4 Chapter 228, passed April 13, which regulated and increased the common school fund and the literature fund, made additional provision for classical instruction in academic institutions. The persons for whose instruction academies and seminaries were entitled to an extra allowance were not classified as teachers, but the required degree of proficiency was prescribed by the act, which according to its title was especially designed to improve the qualifications of teachers.
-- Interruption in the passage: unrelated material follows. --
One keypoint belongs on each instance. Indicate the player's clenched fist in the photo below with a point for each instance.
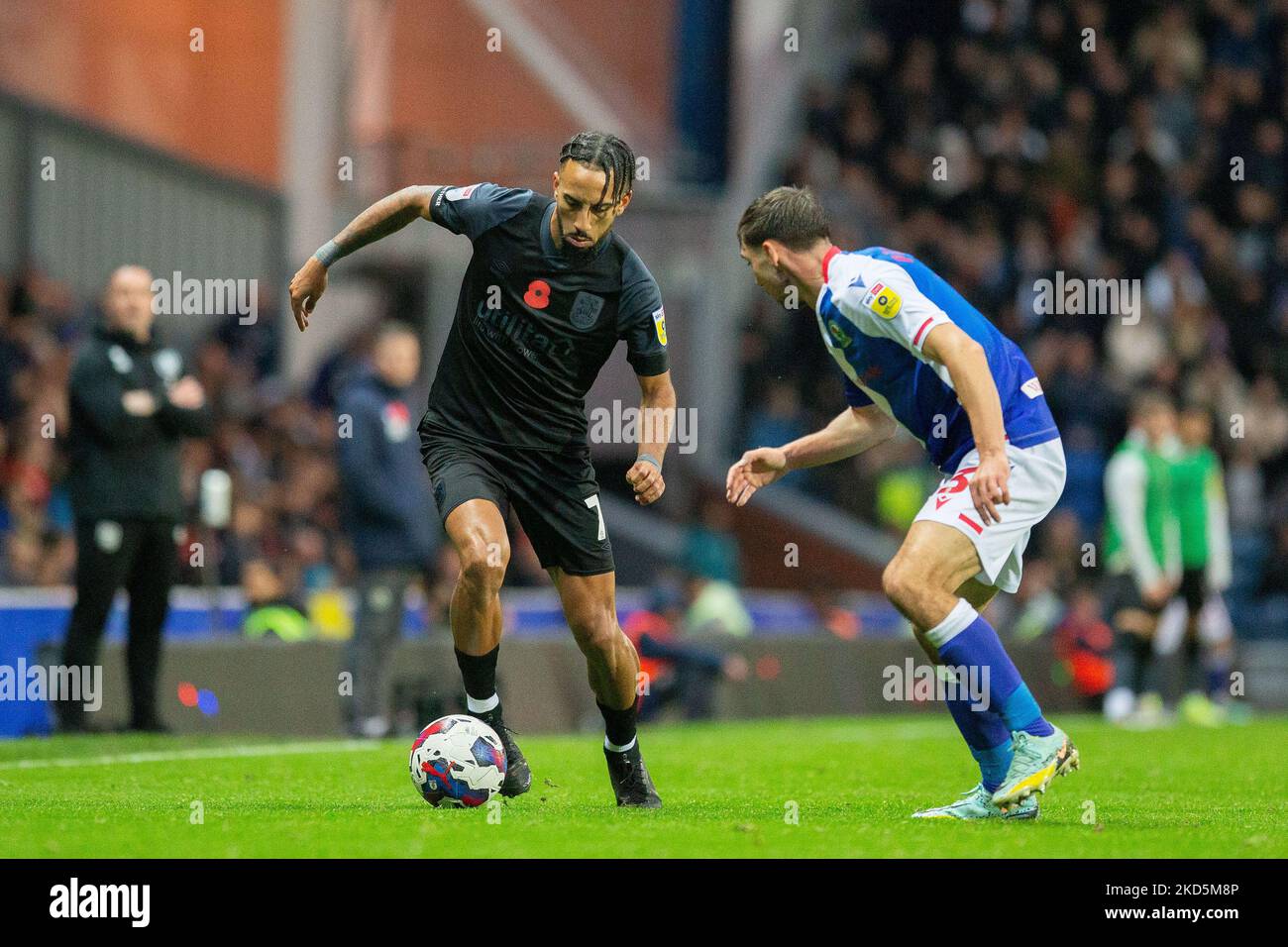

education of teachers, natural philosophy, practical mathematics, mercantile arithmetic, bookkeeping, and the outlines of natural science. A school on a similar plan, and embracing a variety of important objects, has been founded by some enlightened and public spirited citizens in Livingston county, and there is reason to hope that these meritorious exertions will be crowned with complete success. I cannot speak in terms of sufficient praise of these most laudable attempts nor recommend them too emphatically to public patronage and general imitation. Small and suitable collections of books and maps attached to our common schools and periodical examinations to test the proficiency of the scholars, and the merits of the teachers, are worthy of attention; when it is understood that objects of this description, enter into the very formation of our characters, control our destinies through life, protect the freedom and advance the glory of our country; and when it is considered that seminaries for general education are either not provided in the old world or but imperfectly supplied by charity and sunday schools, and that this is the appropriate soil of liberty and education, let it be our pride, as it is our duty, to spare no exertion and to shrink from no expense, in the promotion of a cause consecrated by religion and enjoined by patriotism. Nor let us be regardless of ample encouragement of the higher institutions devoted to literature and science. Independently of their intrinsic merits and their diffusive and enduring benefits, in reference to their appropriate objects, they have, in a special manner, a most auspicious influence on all subordinate institutions. They give to society men of improved and enlarged minds, who feeling the importance of information in their own experience, will naturally cherish an ardent desire to extend its blessings. Science delights in expansion as well as in concentration; and after having flourished within the precincts of academies and universities, will spread itself over the land, enlightening society and

ameliorating the condition of men. The more elevated the tree of knowledge and the more expanded its branches, the greater will be its trunk and the deeper its root. Simultaneously with the improvement of the constitution relative to the elective franchise, another amendment was adopted, committing the choice of justices of the peace to the people." These appointments have been considered as intimately connected with political influence from the earliest periods of our history. Under the colonial governors, they were made not so much with a view to fitness as to the support dispensed to friendly members of the Assembly. Under the council of appointment these offices depended on the fluctuations of party ascendency; and under the new constitution a complex system was established, which ostensibly created an appointing power in every county, but in reality brought the substance of it home to the seat of government; and it was attended with the political solecism of not only converting the county judges into a co-ordinate appointing power, but of investing them with authority to remove their associates in the general sessions from office, while sitting on the same bench. The people are at last possessed of the right of choosing their own local magistrates, and the appointment of nearly three thousand offices is thus placed in the proper depository. The common place objection of the dangers of an elective judiciary can have no weight in its application to this case. The aldermen of New York and Albany who are ex officii judges of the county courts, have been elected from the first foundation of those cities, and no just imputation has been made on that account against the honest and independent exercise of their functions. Your attention will of course be afforded to such legislation as may be requisite to carry these important improvements into full effect.

b Const. 1821, art. 4, § 7; Am. 1826.